Berdasarkan fakta menunjukkan bahwa masih ada anak Indonesia belum memiliki akta kelahiran. Berada dalam lingkar kemiskinan menjadi salah satu penyebab anak dhuafa tidak memiliki akta kelahiran, begitupula dengan anak yatim yang terkadang sulit untuk mendapatkan akta kelahiran.
Saat ini ada sekitar 44 juta dari 84 juta anak-anak di Indonesia yang tidak memiliki akte kelahiran. Data itu membuat kita miris karena sebanyak 44 juta anak-anak Indonesia yang berpotensi kehilangan kesempatan untuk bersekolah, mendapatkan kartu identitas, juga bekerja. Akta kelahiran adalah dokumen pertama bagi anak-anak untuk bisa bersekolah, bekerja, bahkan untuk mendapatkan asuransi kesehatan (www.dompetdhuafa.org).
“Pembuatan akta kelahiran dilakukan agar semua anak Indonesia bisa mendapatkan haknya begitupula dengan anak yatim dan anak dhuafa. Pembuatan 1.000 untuk anak Indonesia bertujuan membantu anak yatim dan anak dhuafa yang belum memiliki akta agar dapat memiliki akta, karena akta adalah dokumen pertama untuk mendapatkan pelayanan bisa bersekolah maupun mendapatkan mendapatkan pelayanan kesehatan termasuk mendapatkan kartu Kartu Indonesia Pintar (KIP), Kartu Indonesia Sehat (KIS), maupun Kartu Indonesia Sejahtera (KIS).” ungkap Divisi Program Dompet Dhuafa Sulsel, Nasrullah
Meskipun pemerintah mensosialisasikan pembebasan biaya dalam pembuatan akta kelahiran, namun fakta yang terjadi di lapangan masih terjadi pemungutan biaya, bahkan ada beberapa kasus harus melalui sidang terlebih dahulu untuk mendapatkan akta kelahiran. Menanggulangi kondisi tersebut, Dompet Dhuafa melaksanakan agenda pembuatan 1.000 Akta Kelahiran termasuk di wilayah Sulawesi Selatan dengan menargetkan anak yatim dan dhuafa.

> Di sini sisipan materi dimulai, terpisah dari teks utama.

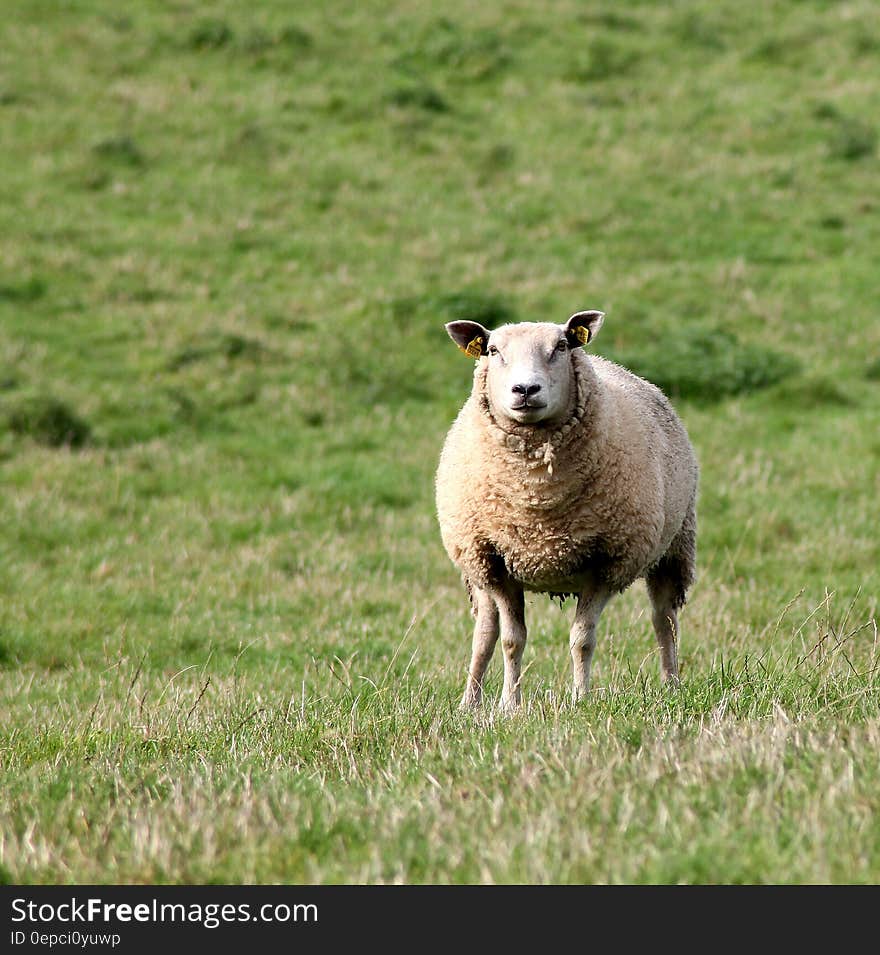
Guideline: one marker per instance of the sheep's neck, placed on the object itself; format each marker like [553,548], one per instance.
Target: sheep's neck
[538,446]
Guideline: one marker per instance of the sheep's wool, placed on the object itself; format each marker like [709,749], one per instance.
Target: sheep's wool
[598,498]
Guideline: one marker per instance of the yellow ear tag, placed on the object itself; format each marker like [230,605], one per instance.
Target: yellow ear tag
[475,347]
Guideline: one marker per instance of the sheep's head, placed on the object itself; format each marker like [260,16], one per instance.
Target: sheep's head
[529,377]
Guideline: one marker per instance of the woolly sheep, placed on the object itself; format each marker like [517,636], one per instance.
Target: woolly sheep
[567,475]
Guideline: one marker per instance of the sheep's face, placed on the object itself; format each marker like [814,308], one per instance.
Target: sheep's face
[529,376]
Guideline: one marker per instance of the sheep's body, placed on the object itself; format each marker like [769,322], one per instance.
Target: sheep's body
[583,504]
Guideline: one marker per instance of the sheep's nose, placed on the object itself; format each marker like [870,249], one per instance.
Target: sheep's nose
[526,390]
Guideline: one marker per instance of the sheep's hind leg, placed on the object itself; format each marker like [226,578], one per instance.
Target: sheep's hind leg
[512,620]
[485,638]
[582,641]
[666,598]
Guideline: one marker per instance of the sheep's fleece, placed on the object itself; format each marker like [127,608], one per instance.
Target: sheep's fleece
[583,501]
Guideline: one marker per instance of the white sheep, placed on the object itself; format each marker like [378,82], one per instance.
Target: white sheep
[565,475]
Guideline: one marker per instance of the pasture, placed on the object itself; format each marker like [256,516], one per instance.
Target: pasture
[231,644]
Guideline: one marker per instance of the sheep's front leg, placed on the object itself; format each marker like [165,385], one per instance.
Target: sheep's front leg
[485,638]
[582,641]
[512,619]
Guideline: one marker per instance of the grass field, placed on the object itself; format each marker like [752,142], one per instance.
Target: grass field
[231,644]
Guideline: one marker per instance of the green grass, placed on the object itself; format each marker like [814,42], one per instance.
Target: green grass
[231,645]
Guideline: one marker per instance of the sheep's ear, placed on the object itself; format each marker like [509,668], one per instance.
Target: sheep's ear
[583,327]
[470,337]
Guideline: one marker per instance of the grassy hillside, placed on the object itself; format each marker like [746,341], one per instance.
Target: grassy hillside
[231,645]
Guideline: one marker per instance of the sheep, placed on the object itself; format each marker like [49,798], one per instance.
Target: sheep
[567,475]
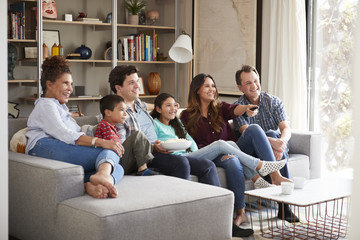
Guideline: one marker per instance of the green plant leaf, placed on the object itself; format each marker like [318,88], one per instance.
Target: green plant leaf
[135,6]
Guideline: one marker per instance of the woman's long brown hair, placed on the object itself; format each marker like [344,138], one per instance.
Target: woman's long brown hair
[194,106]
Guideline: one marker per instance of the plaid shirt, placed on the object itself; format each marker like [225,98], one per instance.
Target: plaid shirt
[271,113]
[131,124]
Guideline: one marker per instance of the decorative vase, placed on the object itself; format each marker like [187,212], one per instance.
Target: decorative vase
[133,19]
[85,52]
[153,83]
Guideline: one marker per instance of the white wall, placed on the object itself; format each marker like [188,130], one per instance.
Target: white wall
[355,207]
[3,121]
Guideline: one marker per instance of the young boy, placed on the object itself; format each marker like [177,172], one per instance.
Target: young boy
[136,152]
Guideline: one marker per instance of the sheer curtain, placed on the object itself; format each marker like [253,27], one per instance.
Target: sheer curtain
[283,61]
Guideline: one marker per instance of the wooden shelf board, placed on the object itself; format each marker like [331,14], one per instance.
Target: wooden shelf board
[145,26]
[108,24]
[75,22]
[89,60]
[146,62]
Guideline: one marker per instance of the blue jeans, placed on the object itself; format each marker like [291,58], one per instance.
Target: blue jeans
[234,178]
[182,166]
[88,157]
[222,147]
[275,134]
[254,142]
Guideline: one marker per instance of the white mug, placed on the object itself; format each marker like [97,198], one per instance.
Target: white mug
[299,182]
[287,188]
[68,17]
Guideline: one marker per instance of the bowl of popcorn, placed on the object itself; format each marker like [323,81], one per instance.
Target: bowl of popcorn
[176,144]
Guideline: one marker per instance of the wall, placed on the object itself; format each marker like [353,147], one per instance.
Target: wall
[3,120]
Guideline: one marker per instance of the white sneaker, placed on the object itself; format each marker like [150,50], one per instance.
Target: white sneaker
[261,183]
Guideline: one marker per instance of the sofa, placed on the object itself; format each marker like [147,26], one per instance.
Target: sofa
[47,199]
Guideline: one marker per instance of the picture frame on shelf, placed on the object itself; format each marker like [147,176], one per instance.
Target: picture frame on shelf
[142,89]
[50,37]
[30,52]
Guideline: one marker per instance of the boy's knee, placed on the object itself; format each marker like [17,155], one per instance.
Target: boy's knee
[226,157]
[254,128]
[272,133]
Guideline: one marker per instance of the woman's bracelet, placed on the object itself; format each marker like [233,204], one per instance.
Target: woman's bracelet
[93,141]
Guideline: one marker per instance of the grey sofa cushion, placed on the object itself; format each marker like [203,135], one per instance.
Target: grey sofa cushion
[150,208]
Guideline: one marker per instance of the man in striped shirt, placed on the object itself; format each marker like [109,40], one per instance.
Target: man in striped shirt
[271,118]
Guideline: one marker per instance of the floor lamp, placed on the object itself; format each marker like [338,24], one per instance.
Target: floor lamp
[181,52]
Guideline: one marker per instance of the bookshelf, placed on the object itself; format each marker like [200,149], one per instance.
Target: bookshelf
[93,73]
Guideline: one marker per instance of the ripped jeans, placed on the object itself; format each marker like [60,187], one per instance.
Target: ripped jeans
[227,155]
[222,148]
[254,141]
[234,178]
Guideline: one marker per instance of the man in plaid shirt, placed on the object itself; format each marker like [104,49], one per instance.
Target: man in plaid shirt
[271,118]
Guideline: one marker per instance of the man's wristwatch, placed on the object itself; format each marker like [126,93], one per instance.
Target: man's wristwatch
[93,141]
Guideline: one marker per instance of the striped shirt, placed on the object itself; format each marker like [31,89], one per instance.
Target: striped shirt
[270,113]
[49,118]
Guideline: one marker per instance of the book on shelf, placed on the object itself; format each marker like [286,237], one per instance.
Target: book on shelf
[131,45]
[22,20]
[137,47]
[91,20]
[125,48]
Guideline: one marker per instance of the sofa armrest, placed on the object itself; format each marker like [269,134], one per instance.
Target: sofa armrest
[308,143]
[36,186]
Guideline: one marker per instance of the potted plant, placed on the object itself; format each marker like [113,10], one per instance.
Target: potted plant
[134,7]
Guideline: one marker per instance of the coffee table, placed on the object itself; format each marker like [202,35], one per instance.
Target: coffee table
[322,205]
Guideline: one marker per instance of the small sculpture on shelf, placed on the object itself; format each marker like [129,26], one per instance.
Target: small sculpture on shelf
[12,57]
[153,83]
[108,18]
[85,52]
[152,16]
[49,9]
[81,15]
[134,7]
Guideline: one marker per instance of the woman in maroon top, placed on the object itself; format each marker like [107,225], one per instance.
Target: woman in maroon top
[206,120]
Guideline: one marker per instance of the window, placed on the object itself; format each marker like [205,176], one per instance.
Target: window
[331,76]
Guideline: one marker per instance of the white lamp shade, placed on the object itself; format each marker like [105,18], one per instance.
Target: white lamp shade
[181,50]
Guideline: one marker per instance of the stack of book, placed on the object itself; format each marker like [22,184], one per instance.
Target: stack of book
[22,21]
[138,47]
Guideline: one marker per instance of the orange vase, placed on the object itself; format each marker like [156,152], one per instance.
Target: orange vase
[153,83]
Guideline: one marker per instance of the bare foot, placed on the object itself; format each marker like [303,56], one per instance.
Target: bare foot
[240,218]
[278,179]
[96,191]
[106,181]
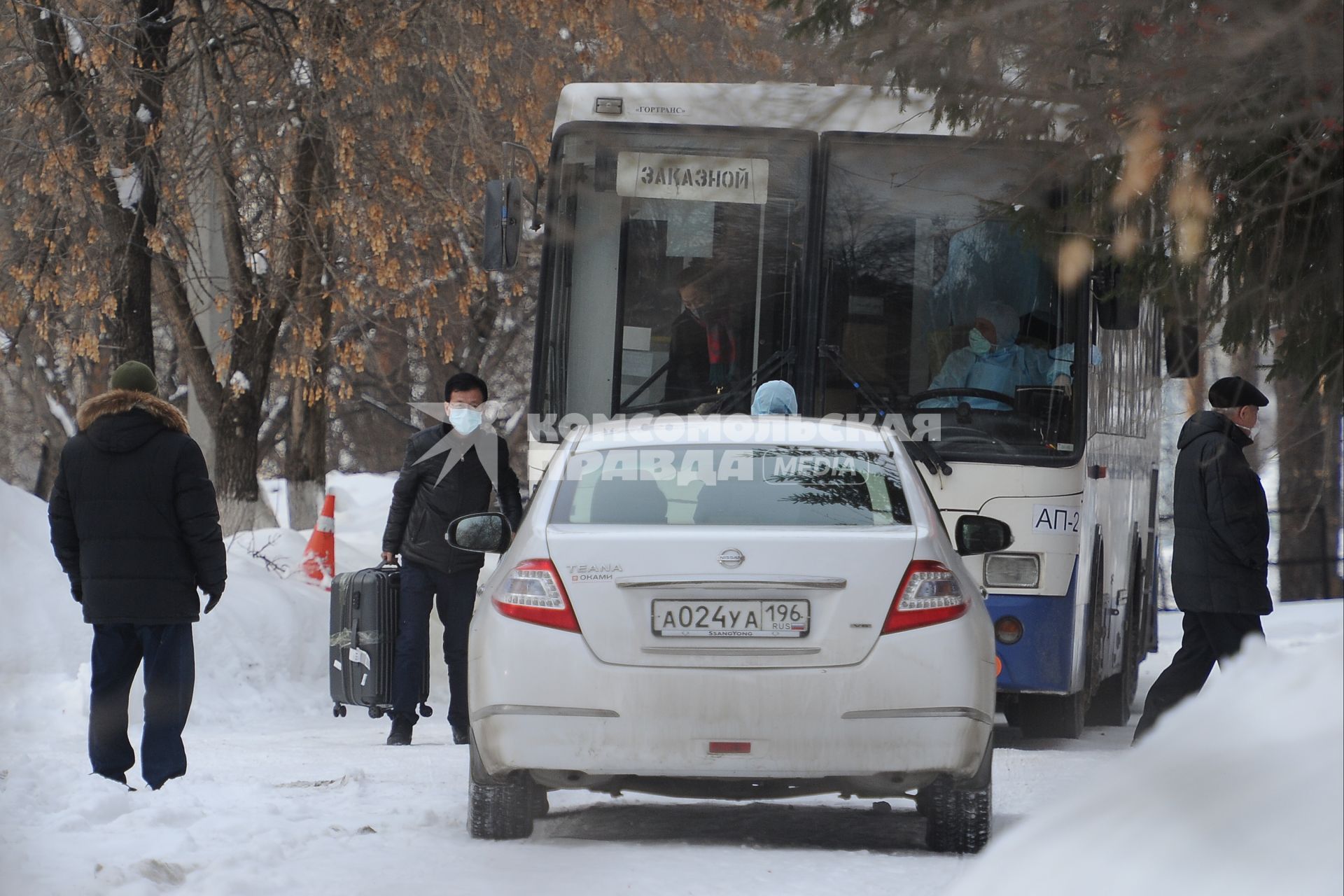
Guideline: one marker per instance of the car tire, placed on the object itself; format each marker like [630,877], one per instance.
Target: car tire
[958,817]
[1114,697]
[499,808]
[1046,715]
[540,802]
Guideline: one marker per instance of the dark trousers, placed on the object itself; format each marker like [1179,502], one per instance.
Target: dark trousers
[1209,638]
[169,678]
[456,599]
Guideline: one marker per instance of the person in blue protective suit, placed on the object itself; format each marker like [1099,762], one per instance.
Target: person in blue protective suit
[774,397]
[993,362]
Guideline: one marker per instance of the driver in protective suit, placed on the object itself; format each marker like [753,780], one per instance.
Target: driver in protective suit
[993,362]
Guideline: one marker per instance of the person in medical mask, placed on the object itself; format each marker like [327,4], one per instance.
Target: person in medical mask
[992,360]
[472,461]
[1221,546]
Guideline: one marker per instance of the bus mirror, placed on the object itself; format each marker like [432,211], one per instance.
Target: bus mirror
[1182,347]
[503,219]
[981,535]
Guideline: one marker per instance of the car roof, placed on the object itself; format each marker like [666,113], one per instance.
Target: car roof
[733,429]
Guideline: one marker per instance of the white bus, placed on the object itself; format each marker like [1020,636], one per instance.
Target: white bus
[838,241]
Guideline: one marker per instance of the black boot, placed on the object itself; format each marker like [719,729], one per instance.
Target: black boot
[401,735]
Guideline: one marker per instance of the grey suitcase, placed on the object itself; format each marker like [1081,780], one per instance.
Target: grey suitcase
[363,640]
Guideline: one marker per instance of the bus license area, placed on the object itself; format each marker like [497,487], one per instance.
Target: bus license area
[732,618]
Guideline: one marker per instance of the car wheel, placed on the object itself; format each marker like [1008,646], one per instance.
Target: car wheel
[1114,697]
[1112,704]
[1046,715]
[958,817]
[499,808]
[540,802]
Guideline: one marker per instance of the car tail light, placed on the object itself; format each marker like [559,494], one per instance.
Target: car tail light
[534,593]
[929,594]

Program Pembuatan 1.000 Akta ini telah dimulai Dompet Dhuafa Filantropi di Jakarta, semenjak tahun 2015 lalu semenjak digelarnya konser amal Voice of Children. Program ini didedikasikan untuk pembuatan akta kelahiran anak-anak dari keluarga kurang mampu dan anak-anak Rohingya yang mengungsi di Indonesia.
Data Survey Sosial Ekonomi (Susenas) 2011 menunjukkan persentase kepemilikan akta kelahiran penduduk 0-4 Tahun menurut Provinsi, dimana terdapat 3 provinsi dengan angka kepemilikan akta kelahiran tertinggi yaitu Di Yogyakarta sebesar 89,9%, Kepulauan Riau sebesar 89,3% dan DKI Jakarta sebesar 85,3%. Sementara 3 provinsi dengan angka kepemilikan akta kelahiran terendah, antara lain NTT dengan 29,%, Papua 30,5% dan Sumatera Utara 31,3% (Kemenpppa, 2012).
Fakta tersebut menunjukkan masih banyak anak Indonesia yang belum terlayani dan mengalami hambatan dalam memperoleh akta kelahiran tak terkecuali di Sulawesi Selatan. Padahal, memiliki akta kelahiran merupakan salah satu hak dasar seluruh anak di Indonesia.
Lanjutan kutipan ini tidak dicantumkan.